AI Checker Hub

Monitoring Methodology

This page explains how status signals are produced so readers can judge fitness for their own workloads.

Check Cadence and Scope

Status Classification

Some provider endpoints require authentication by design. For this public monitor, authentication responses are treated as a reachability signal rather than full workload health validation.

Uptime Calculation

24-hour uptime is computed from the ratio of operational samples to total samples over the last 24 hours for each provider.

This is a coarse public signal. It does not represent every region, model route, account tier, or quota state.

Known Limitations

How We Build Composite Status

Public status is not taken from a single raw probe. We combine provider-level check outcomes, endpoint-level telemetry, and recent error patterns to produce a state that users can act on quickly. The intent is to reduce both false calm ("everything is fine") and false panic ("global outage") during noisy periods.

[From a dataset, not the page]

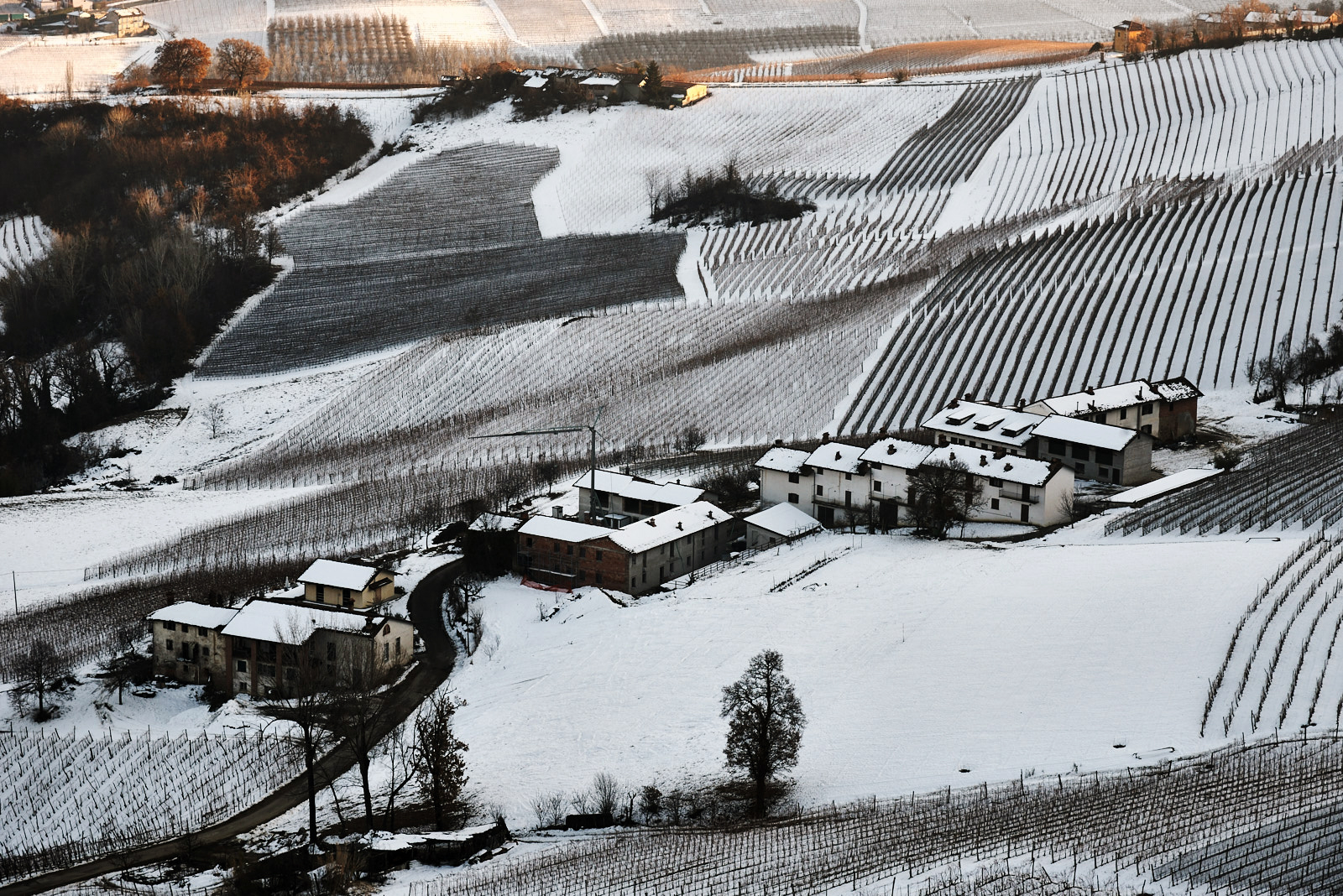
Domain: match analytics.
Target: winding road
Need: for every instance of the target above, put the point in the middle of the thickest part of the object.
(434, 665)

Latency Treatment and Why p95 Matters

We publish p50 and p95 to represent both typical and tail user experience. p50 can remain stable while p95 climbs sharply under congestion, which is often when users perceive an outage even if some requests still pass.

For incident interpretation, p95 movement is weighted more heavily than p50 drift. This mirrors production behavior in interactive applications where tail latency drives timeout rates, retry storms, and user drop-off.

Incident Lifecycle Rules

Incident entries are derived from transitions in check state over time. An incident starts when monitored status leaves operational mode and ends when stability is restored for consecutive windows. Active incidents are shown before resolved incidents to prioritize operational response.

Data Quality Safeguards

We use defensive checks to avoid showing broken or misleading output when live data is temporarily unavailable. Pages fall back to cached snapshots with clear labeling so users know they are not viewing the latest stream.

We also cap malformed or missing values, validate payload shapes at runtime, and keep client-side rendering lightweight to reduce visual instability and loading regressions.